MoveOn also produced a national ad promoting the Target boycott — but officials with the cable network MSNBC turned the spot down, claiming that it violated a network policy banning ads that target individual businesses. As the AP reports, MSNBC would likely face its own backlash from advertisers if it appeared to side with MoveOn in this fight — even though the network has a stable of prime-time liberal commentators who support gay-marriage rights.

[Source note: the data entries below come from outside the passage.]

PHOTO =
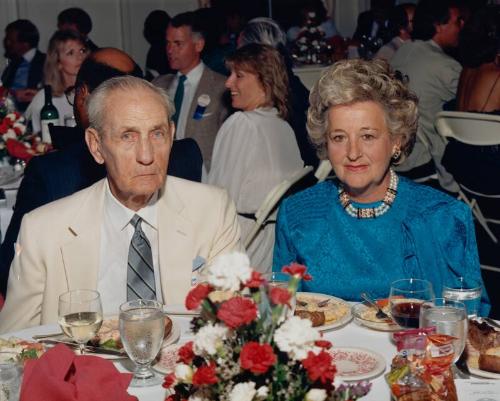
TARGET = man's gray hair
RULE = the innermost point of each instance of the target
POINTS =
(96, 102)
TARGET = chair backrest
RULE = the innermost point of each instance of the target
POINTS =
(271, 201)
(470, 128)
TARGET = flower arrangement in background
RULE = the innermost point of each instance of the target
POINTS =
(247, 347)
(310, 47)
(16, 143)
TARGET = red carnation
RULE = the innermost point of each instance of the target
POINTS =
(205, 374)
(295, 269)
(256, 280)
(320, 367)
(196, 296)
(237, 311)
(323, 344)
(257, 358)
(169, 380)
(279, 296)
(186, 353)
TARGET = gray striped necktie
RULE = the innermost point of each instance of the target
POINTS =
(140, 271)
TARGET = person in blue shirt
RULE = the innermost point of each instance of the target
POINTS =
(370, 227)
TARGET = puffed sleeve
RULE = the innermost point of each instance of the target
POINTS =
(284, 251)
(456, 237)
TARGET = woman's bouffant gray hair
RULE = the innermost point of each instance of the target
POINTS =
(352, 81)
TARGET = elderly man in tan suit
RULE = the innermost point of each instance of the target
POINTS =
(197, 91)
(89, 239)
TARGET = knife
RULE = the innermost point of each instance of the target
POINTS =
(88, 348)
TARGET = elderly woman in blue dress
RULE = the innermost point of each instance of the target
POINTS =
(370, 227)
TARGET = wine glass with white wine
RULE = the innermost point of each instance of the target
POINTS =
(80, 315)
(142, 327)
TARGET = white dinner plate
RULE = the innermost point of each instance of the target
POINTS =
(357, 363)
(484, 373)
(340, 322)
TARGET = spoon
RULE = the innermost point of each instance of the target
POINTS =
(380, 313)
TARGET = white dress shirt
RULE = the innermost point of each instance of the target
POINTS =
(190, 85)
(116, 234)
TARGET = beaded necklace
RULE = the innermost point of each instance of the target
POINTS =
(370, 212)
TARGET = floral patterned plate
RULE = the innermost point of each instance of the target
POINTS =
(357, 363)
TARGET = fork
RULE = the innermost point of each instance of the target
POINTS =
(380, 313)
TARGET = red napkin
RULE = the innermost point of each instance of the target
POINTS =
(60, 375)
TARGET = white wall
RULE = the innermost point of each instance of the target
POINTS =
(116, 23)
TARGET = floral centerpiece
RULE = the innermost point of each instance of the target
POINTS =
(16, 142)
(248, 347)
(310, 47)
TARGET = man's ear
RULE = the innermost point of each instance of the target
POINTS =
(94, 144)
(199, 44)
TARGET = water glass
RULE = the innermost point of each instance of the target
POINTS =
(465, 290)
(405, 298)
(10, 381)
(142, 327)
(449, 317)
(80, 315)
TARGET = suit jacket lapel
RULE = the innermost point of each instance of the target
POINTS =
(175, 247)
(81, 251)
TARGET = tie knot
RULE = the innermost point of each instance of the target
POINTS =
(135, 221)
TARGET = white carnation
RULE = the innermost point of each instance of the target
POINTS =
(229, 271)
(183, 373)
(209, 338)
(243, 392)
(296, 337)
(316, 394)
(262, 393)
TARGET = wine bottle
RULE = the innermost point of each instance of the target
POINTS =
(48, 114)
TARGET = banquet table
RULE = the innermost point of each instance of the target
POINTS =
(350, 335)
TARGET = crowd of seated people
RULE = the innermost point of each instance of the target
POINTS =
(478, 92)
(373, 122)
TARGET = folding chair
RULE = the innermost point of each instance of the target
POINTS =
(472, 129)
(269, 206)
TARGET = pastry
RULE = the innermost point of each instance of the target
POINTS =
(316, 317)
(490, 360)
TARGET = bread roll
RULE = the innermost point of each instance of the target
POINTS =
(490, 360)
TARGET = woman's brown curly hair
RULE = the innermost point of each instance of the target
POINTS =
(269, 66)
(351, 81)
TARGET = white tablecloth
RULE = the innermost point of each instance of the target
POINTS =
(351, 335)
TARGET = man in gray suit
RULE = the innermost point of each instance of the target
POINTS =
(196, 90)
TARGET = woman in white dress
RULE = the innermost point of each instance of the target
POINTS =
(255, 148)
(65, 55)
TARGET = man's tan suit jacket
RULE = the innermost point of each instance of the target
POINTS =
(60, 247)
(204, 130)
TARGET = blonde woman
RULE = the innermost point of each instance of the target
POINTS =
(65, 55)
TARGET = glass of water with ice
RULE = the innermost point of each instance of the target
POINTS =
(464, 290)
(142, 326)
(449, 317)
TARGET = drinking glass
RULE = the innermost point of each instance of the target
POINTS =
(465, 290)
(406, 297)
(142, 326)
(449, 317)
(80, 315)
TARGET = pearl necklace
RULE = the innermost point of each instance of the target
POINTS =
(371, 212)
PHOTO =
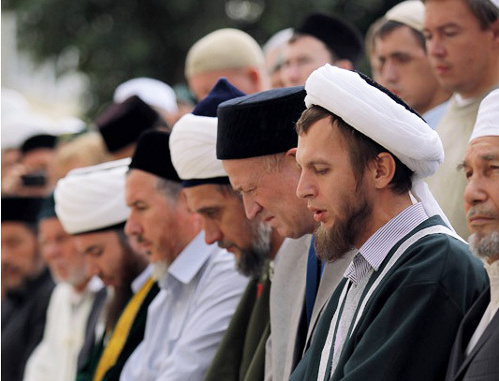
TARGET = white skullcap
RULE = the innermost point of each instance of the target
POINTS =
(92, 198)
(410, 13)
(376, 115)
(223, 49)
(153, 92)
(487, 120)
(193, 142)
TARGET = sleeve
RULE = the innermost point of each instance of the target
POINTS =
(219, 294)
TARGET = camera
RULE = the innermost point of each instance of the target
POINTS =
(37, 179)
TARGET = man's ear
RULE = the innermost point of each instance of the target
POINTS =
(383, 169)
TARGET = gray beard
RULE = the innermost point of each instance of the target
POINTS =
(485, 247)
(252, 261)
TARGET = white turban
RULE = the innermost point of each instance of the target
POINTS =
(410, 13)
(153, 92)
(376, 115)
(487, 120)
(92, 198)
(193, 143)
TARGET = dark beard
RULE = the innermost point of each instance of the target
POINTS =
(252, 261)
(332, 244)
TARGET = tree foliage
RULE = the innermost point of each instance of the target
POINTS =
(111, 41)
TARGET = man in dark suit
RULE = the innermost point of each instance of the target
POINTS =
(26, 282)
(475, 355)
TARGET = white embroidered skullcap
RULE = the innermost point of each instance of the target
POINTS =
(193, 143)
(153, 92)
(92, 198)
(410, 13)
(378, 116)
(487, 120)
(225, 48)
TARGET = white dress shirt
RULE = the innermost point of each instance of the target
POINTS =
(187, 319)
(55, 358)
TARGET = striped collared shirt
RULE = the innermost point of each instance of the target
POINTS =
(376, 248)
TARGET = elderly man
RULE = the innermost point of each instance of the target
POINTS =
(228, 53)
(403, 66)
(200, 287)
(90, 204)
(75, 297)
(256, 141)
(475, 353)
(320, 39)
(395, 314)
(241, 354)
(26, 282)
(462, 39)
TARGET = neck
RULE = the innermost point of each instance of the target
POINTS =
(386, 207)
(440, 96)
(276, 241)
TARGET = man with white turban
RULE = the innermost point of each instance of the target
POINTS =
(200, 287)
(394, 316)
(241, 354)
(90, 203)
(475, 355)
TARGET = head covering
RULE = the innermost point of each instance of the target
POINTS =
(122, 123)
(93, 198)
(410, 13)
(223, 49)
(39, 141)
(21, 209)
(152, 155)
(194, 138)
(342, 38)
(153, 92)
(48, 208)
(380, 115)
(487, 120)
(259, 124)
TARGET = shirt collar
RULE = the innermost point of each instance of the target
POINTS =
(373, 252)
(139, 281)
(190, 260)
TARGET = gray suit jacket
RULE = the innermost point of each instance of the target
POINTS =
(287, 297)
(482, 364)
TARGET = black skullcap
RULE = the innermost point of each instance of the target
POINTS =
(221, 92)
(39, 141)
(342, 38)
(122, 123)
(259, 124)
(152, 155)
(21, 209)
(48, 208)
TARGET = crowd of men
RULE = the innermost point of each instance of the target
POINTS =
(298, 221)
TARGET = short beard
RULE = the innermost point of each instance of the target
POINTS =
(251, 261)
(485, 246)
(332, 244)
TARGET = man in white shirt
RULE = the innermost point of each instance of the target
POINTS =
(200, 287)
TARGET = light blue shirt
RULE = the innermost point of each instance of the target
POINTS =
(187, 319)
(376, 248)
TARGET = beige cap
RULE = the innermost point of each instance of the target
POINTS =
(223, 49)
(410, 13)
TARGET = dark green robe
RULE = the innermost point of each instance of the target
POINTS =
(241, 354)
(408, 326)
(135, 337)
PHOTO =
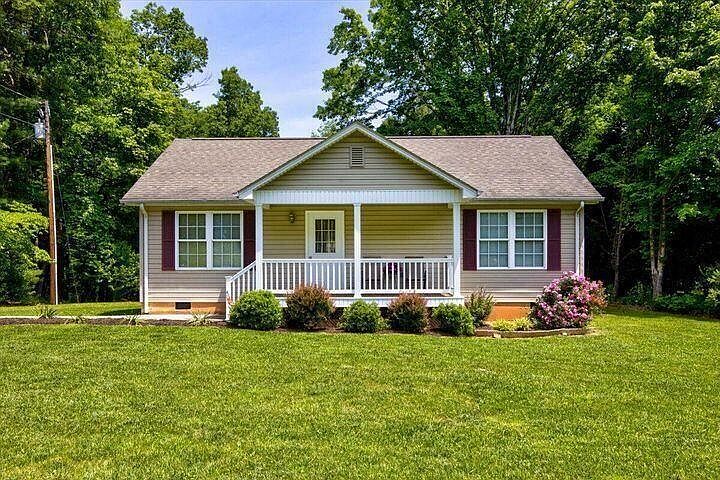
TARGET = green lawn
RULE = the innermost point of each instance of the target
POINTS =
(640, 399)
(89, 309)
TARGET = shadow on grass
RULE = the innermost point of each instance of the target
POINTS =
(641, 312)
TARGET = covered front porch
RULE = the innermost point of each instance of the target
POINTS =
(374, 248)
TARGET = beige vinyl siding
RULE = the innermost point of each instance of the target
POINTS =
(287, 240)
(180, 285)
(399, 231)
(524, 285)
(384, 169)
(389, 231)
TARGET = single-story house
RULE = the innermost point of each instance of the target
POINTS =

http://news.yahoo.com/s/yblog_upshot/20100820/el_yblog_upshot/shareholders-weigh-in-on-target-and-best-buys-political-giving

Book
24th August 2010, 07:54 AM
boycotts and public pressure campaigns

Meanwhile Hetero White Christian Goyim go to work and do their shopping in the evening.

:oo-->

Saul Mine
24th August 2010, 11:01 AM
"A good corporate political contribution policy should prevent the kind of debacle Target and Best Buy walked into," Trillium vice president Shelley Alpern told the AP. "We expect companies to evaluate candidates based upon the range of their positions — not simply one area — and assess whether they are in alignment with their core values. But these companies' policies are clearly lacking that."

Policies are not judged by anyone outside the company until after a deal has blown up in someone's face. What this guy means is they expect the honchos to guess better.

IMO corporations should not be allowed to donate to political candidates at all. Their stated purpose is to generate profits, so they should give that money to stock holders and advise the stockholders on who to give it to.